Recently, we received a report from a woman who was prescribed clomiphene with instructions to take two tablets every evening for five consecutive days. The woman picked up the prescription from her local pharmacy and realized the medicine name on the prescription label was not what she expected. The name clomipramine was on the label. Fortunately, she recognized the mistake and returned it to the pharmacy and was then given the correct medicine.  

In another case, a doctor intended to prescribe clomiphene 50 mg with instructions to take two tablets by mouth daily for five days. By mistake, the doctor sent a prescription for clomipramine 50 mg with instructions to take two tablets once a day for five days. The pharmacist began to fill the order for clomipramine and placed the medicine in the prescription bottle. However, the dose and instructions the doctor provided for clomipramine seemed unusual. So, the pharmacist called the doctor to confirm. The doctor informed the pharmacist that the prescription should have been for clomiphene, not clomipramine. The pharmacist corrected the drug name on the label but never changed the medicine that had already been put in the container. The prescription was dispensed with clomipramine tablets in a container labeled clomiphene. Luckily the woman recognized the tablets looked different than those she had before and returned them to the pharmacy before taking the incorrect medicine.

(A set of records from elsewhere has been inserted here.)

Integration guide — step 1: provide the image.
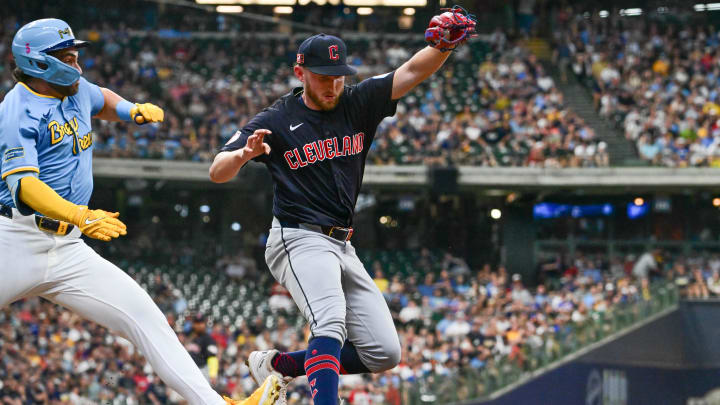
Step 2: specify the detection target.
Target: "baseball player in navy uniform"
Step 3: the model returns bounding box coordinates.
[210,7,474,405]
[0,18,281,405]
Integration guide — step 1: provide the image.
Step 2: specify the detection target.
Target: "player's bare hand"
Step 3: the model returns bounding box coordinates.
[74,207,127,242]
[243,129,272,159]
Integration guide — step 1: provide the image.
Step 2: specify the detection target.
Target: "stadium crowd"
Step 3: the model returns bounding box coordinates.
[558,10,720,167]
[0,241,692,405]
[0,11,608,167]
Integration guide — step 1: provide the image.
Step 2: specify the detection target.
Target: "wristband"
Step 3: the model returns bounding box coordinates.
[115,100,135,121]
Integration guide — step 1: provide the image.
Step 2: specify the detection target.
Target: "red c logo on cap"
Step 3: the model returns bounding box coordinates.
[328,45,340,60]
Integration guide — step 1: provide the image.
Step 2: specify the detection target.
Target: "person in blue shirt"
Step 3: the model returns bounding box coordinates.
[0,18,280,405]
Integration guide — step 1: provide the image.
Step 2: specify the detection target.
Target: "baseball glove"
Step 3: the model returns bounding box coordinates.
[425,6,477,52]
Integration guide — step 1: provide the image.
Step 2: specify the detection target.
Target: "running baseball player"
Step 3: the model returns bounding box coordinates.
[210,8,475,405]
[0,18,281,405]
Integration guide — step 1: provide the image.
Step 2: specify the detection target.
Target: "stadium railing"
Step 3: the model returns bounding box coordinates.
[93,158,720,191]
[402,283,680,405]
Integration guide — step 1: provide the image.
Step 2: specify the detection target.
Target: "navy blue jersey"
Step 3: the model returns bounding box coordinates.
[221,72,397,227]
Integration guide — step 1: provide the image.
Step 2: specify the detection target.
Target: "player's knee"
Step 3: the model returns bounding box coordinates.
[311,317,347,342]
[372,339,402,373]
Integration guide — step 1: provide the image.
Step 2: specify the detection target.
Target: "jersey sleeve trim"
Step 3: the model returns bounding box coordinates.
[18,82,59,100]
[2,166,40,180]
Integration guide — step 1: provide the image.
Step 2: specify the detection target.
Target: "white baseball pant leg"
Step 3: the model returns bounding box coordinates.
[0,210,225,405]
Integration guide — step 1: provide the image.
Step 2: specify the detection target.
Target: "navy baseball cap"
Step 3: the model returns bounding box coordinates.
[295,34,357,76]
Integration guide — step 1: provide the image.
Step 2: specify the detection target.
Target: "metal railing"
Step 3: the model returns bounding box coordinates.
[402,283,679,405]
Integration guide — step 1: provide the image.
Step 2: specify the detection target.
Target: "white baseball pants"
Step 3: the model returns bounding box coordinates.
[0,209,225,405]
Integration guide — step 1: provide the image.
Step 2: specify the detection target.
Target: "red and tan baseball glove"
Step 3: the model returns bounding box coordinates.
[425,6,477,52]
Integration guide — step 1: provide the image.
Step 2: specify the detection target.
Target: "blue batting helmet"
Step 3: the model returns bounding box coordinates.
[12,18,89,86]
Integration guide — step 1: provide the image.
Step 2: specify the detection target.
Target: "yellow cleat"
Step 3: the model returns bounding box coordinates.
[223,375,285,405]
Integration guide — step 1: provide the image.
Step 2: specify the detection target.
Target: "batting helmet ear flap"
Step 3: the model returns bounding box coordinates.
[12,18,88,86]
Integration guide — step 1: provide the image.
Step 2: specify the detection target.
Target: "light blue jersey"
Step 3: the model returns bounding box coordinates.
[0,78,105,207]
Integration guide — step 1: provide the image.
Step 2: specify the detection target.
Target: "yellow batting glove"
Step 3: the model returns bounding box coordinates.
[130,103,165,125]
[72,206,127,242]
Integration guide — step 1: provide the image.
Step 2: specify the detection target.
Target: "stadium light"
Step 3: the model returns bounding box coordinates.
[343,0,427,7]
[195,0,240,5]
[215,6,243,14]
[620,8,642,17]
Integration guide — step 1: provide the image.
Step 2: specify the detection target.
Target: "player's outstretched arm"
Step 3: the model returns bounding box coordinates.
[392,6,475,100]
[18,176,127,242]
[392,46,450,100]
[210,129,272,183]
[95,87,165,125]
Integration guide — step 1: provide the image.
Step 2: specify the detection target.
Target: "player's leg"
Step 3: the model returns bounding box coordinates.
[0,214,53,308]
[343,243,401,373]
[266,227,346,405]
[43,239,225,405]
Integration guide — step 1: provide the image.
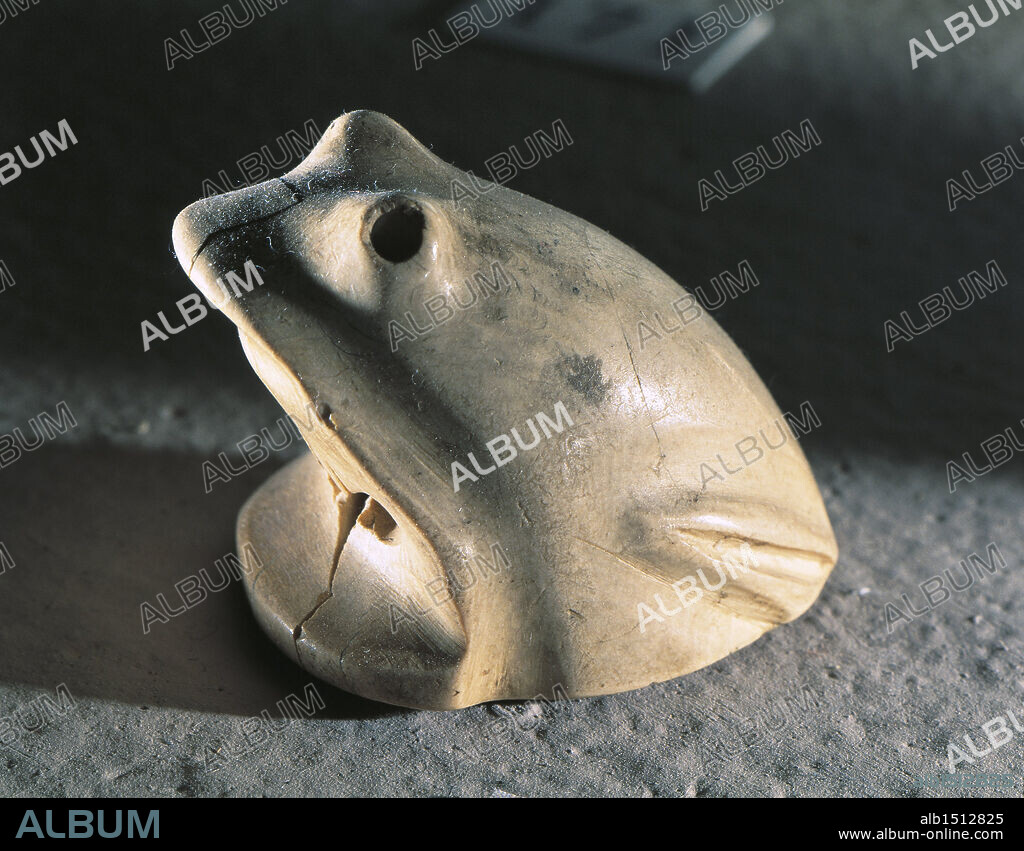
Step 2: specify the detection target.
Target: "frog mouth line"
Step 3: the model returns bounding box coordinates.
[239,328,398,540]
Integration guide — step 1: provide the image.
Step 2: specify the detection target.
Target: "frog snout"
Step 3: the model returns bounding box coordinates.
[171,178,299,276]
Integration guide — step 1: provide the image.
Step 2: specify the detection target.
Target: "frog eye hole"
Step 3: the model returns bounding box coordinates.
[370,199,427,263]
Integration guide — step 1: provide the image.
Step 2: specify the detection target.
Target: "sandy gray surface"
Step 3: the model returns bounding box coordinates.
[0,0,1024,796]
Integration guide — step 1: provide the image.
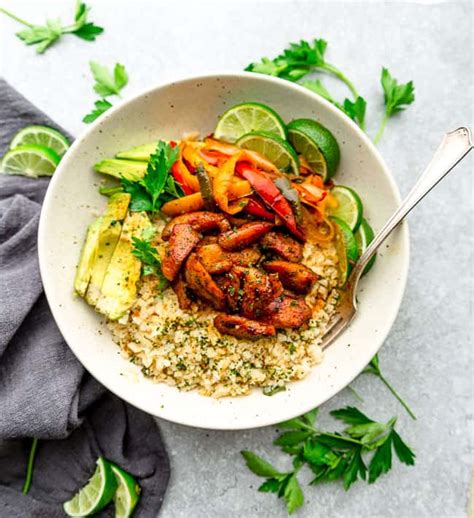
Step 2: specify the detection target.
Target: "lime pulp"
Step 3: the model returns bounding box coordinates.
[237,131,300,175]
[214,103,286,142]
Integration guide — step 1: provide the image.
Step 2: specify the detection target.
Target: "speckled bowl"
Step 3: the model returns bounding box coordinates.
[39,73,409,430]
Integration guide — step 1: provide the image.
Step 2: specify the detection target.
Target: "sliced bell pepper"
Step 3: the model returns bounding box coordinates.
[235,162,305,241]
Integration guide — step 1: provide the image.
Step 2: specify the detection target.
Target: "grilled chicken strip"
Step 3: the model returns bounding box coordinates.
[161,224,201,281]
[184,254,225,311]
[214,315,276,340]
[219,221,273,250]
[161,211,231,241]
[260,232,303,263]
[263,261,318,295]
[263,296,312,329]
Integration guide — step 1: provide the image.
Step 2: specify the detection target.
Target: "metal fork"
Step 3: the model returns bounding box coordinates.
[321,127,473,349]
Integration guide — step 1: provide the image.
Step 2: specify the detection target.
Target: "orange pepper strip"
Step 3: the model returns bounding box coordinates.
[161,192,204,216]
[212,153,247,214]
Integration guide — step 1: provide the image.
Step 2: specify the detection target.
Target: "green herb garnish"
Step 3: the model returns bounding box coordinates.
[121,140,182,212]
[374,68,415,143]
[0,0,104,54]
[241,407,415,514]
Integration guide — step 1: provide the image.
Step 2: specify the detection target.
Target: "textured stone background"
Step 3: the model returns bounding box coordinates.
[0,0,474,518]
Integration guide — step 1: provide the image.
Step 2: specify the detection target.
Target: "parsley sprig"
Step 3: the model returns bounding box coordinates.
[0,0,104,54]
[362,354,416,420]
[245,38,415,143]
[241,407,415,514]
[82,61,128,124]
[121,140,183,212]
[132,230,168,291]
[374,68,415,144]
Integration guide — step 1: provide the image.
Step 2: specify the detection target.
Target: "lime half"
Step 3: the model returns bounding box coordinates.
[63,457,117,516]
[287,119,340,181]
[331,216,359,285]
[0,144,60,177]
[110,464,141,518]
[10,126,70,157]
[214,103,286,142]
[330,185,363,232]
[354,218,377,275]
[237,131,300,175]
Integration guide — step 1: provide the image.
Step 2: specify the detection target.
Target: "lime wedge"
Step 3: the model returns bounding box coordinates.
[287,119,340,181]
[10,126,70,156]
[110,463,141,518]
[63,457,117,516]
[236,131,300,175]
[214,103,286,142]
[330,185,363,232]
[331,216,359,285]
[354,218,377,275]
[0,144,60,177]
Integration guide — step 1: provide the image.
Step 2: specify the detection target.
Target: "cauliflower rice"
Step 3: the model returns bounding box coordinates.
[108,228,339,398]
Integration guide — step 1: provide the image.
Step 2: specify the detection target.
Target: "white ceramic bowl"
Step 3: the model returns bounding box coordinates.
[39,73,409,430]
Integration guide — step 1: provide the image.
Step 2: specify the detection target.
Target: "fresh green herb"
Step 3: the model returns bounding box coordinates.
[374,68,415,144]
[132,226,168,291]
[89,61,128,97]
[82,61,128,124]
[245,39,415,143]
[242,407,415,514]
[362,354,416,420]
[82,99,112,124]
[21,438,38,495]
[0,0,104,54]
[121,140,182,212]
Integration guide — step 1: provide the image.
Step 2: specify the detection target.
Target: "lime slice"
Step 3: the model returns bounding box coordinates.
[287,119,340,181]
[214,103,286,142]
[0,144,60,177]
[354,218,377,275]
[110,463,141,518]
[236,131,300,175]
[331,216,359,285]
[10,126,70,156]
[63,457,117,516]
[330,185,363,232]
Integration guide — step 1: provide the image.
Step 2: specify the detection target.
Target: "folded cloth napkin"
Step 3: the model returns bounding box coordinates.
[0,79,170,518]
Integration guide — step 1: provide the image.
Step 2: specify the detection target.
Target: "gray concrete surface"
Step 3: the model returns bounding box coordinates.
[0,0,474,518]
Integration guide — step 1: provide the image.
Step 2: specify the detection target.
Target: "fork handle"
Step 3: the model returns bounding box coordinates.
[348,127,473,286]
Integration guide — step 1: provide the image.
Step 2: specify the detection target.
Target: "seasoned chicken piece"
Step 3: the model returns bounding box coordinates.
[171,274,192,309]
[215,268,242,313]
[219,221,273,250]
[263,261,318,294]
[263,296,312,329]
[241,268,283,319]
[184,254,225,310]
[260,232,303,263]
[161,211,231,241]
[227,245,262,266]
[214,315,276,340]
[161,224,201,281]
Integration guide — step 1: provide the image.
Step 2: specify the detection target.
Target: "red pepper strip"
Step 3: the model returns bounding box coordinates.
[242,198,275,221]
[235,162,305,241]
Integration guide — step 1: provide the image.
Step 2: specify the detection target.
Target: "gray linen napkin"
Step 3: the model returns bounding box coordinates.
[0,79,170,518]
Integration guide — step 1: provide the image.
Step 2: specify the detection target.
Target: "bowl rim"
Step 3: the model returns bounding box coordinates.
[37,70,410,431]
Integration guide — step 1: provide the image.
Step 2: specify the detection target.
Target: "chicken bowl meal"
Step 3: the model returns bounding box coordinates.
[75,102,373,397]
[38,72,408,429]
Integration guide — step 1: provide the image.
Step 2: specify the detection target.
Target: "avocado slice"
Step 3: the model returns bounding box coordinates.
[94,158,147,181]
[96,212,150,320]
[74,216,103,297]
[115,141,158,162]
[85,193,130,306]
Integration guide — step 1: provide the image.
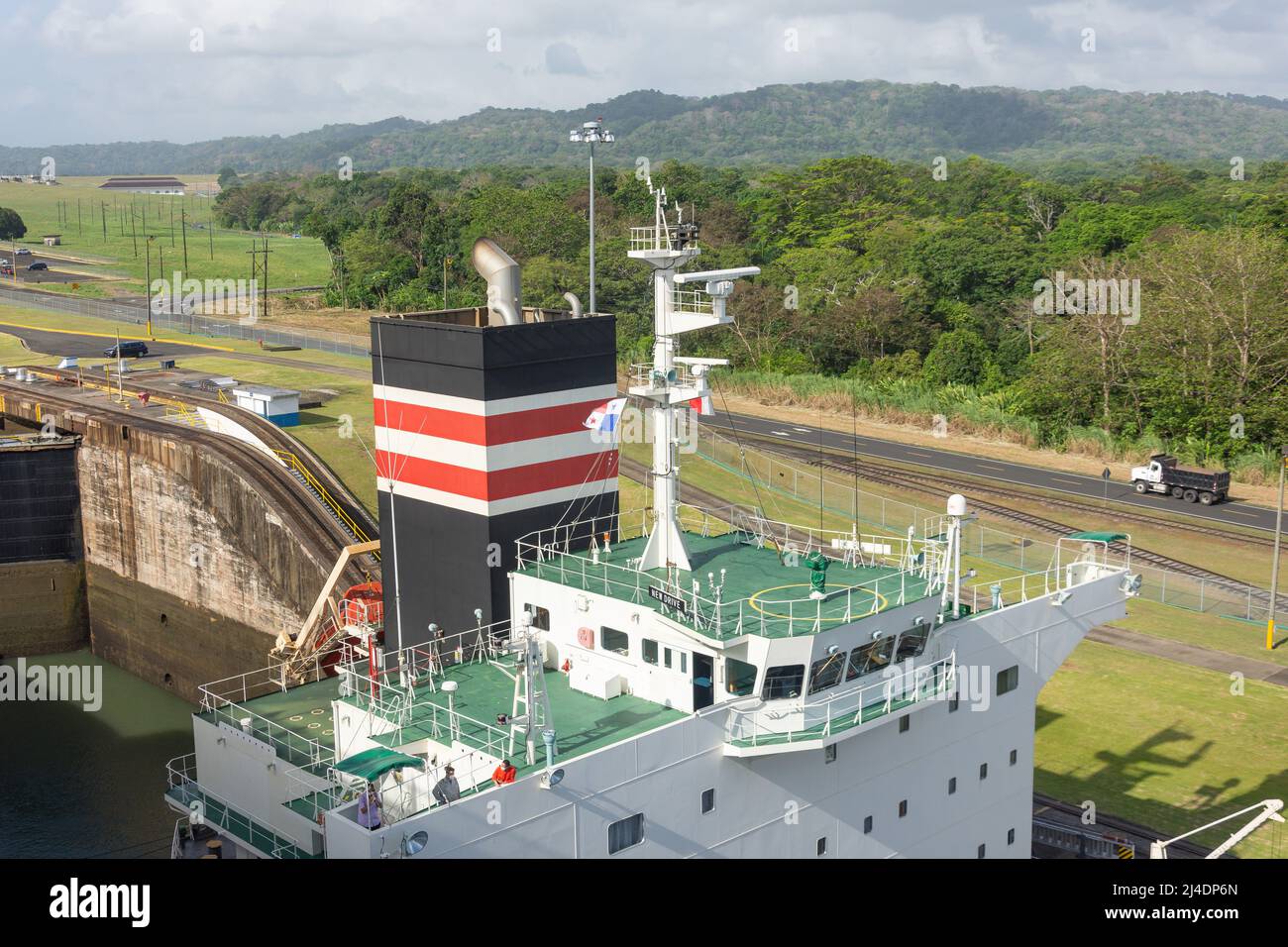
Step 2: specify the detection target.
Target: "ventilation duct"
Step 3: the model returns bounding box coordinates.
[473,237,523,326]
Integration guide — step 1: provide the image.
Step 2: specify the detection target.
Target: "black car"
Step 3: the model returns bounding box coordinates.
[103,342,149,359]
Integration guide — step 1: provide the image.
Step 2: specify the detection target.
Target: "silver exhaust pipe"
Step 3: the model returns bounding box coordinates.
[473,237,523,326]
[564,292,581,320]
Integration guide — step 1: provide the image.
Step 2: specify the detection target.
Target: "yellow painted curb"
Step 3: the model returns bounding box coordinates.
[0,322,237,352]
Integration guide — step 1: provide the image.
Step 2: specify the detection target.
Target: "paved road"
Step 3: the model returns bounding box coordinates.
[702,411,1275,531]
[0,324,371,381]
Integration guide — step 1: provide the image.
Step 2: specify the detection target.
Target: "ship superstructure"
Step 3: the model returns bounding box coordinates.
[167,176,1138,858]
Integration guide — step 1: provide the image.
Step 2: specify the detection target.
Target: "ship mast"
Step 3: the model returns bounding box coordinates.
[627,177,760,573]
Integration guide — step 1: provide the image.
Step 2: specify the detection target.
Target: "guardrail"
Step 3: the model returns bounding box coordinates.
[166,753,309,858]
[273,449,380,551]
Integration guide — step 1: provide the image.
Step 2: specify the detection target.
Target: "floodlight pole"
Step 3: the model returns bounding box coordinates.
[568,119,617,312]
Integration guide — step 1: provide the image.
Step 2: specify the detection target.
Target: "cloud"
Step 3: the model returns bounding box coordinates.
[0,0,1288,146]
[546,43,587,76]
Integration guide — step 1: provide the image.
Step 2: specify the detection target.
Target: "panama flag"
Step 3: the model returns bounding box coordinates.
[583,398,626,430]
[690,394,713,415]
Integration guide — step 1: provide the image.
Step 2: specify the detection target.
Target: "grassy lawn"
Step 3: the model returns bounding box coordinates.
[0,174,331,291]
[1109,599,1288,666]
[1034,642,1288,858]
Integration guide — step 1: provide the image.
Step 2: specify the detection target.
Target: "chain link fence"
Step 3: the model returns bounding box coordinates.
[0,286,371,359]
[697,427,1285,622]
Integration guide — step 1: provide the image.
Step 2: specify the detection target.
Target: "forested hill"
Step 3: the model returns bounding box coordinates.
[0,81,1288,176]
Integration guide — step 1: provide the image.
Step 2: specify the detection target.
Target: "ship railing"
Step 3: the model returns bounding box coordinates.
[725,651,957,746]
[340,652,510,755]
[166,753,310,858]
[949,569,1061,614]
[671,288,715,316]
[631,224,680,250]
[630,362,699,388]
[515,505,943,640]
[198,659,335,766]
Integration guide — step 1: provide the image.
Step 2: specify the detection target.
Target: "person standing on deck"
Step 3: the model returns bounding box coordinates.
[358,783,383,830]
[434,767,461,804]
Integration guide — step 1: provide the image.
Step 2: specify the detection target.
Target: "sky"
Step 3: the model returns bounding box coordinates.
[0,0,1288,146]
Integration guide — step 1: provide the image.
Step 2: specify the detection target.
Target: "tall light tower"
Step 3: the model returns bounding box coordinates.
[568,117,617,312]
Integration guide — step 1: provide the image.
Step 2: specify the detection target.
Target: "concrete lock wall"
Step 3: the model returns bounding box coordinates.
[78,419,331,699]
[0,559,89,657]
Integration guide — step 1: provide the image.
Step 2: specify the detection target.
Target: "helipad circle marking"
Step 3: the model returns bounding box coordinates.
[747,582,890,625]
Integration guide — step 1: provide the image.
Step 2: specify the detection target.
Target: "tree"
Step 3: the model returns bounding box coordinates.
[219,164,241,191]
[921,329,988,385]
[0,207,27,240]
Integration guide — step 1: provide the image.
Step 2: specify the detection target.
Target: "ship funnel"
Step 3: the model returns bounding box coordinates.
[473,237,523,326]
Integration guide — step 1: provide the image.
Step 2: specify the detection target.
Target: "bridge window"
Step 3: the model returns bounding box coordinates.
[763,665,805,701]
[997,665,1020,697]
[725,657,756,697]
[608,811,644,856]
[599,625,631,657]
[894,622,930,661]
[808,651,845,693]
[845,635,894,681]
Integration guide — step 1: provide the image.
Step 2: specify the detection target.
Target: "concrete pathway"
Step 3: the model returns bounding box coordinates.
[1087,625,1288,686]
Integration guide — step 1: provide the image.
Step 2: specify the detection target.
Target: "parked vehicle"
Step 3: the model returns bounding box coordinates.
[1130,454,1231,506]
[103,342,149,359]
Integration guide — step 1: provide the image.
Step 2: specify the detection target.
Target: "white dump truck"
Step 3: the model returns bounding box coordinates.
[1130,454,1231,506]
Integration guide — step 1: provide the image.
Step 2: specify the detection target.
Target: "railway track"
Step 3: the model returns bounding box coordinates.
[1033,792,1211,858]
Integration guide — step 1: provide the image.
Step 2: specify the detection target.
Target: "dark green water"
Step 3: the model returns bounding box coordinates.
[0,651,193,858]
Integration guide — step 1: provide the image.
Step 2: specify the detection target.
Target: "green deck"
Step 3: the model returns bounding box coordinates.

Over the years, we have received multiple reports involving mix-ups with these two medicines. In addition to the drug names sounding and looking alike, both medicines are available (and dosed) in similar strengths (e.g., 50 mg). All of these similarities increase the chance of a mix-up.

Clomiphene has also been mixed up with other medicines that begin with the same letters. For example, in a recent report, a woman stated that her prescription for clomiphene was filled with clonazepam, a medicine used to treat panic and anxiety disorders. The container was labeled clomiphene; however, the tablets looked different than what she had received in the past. The tablets were later identified as clonazepam.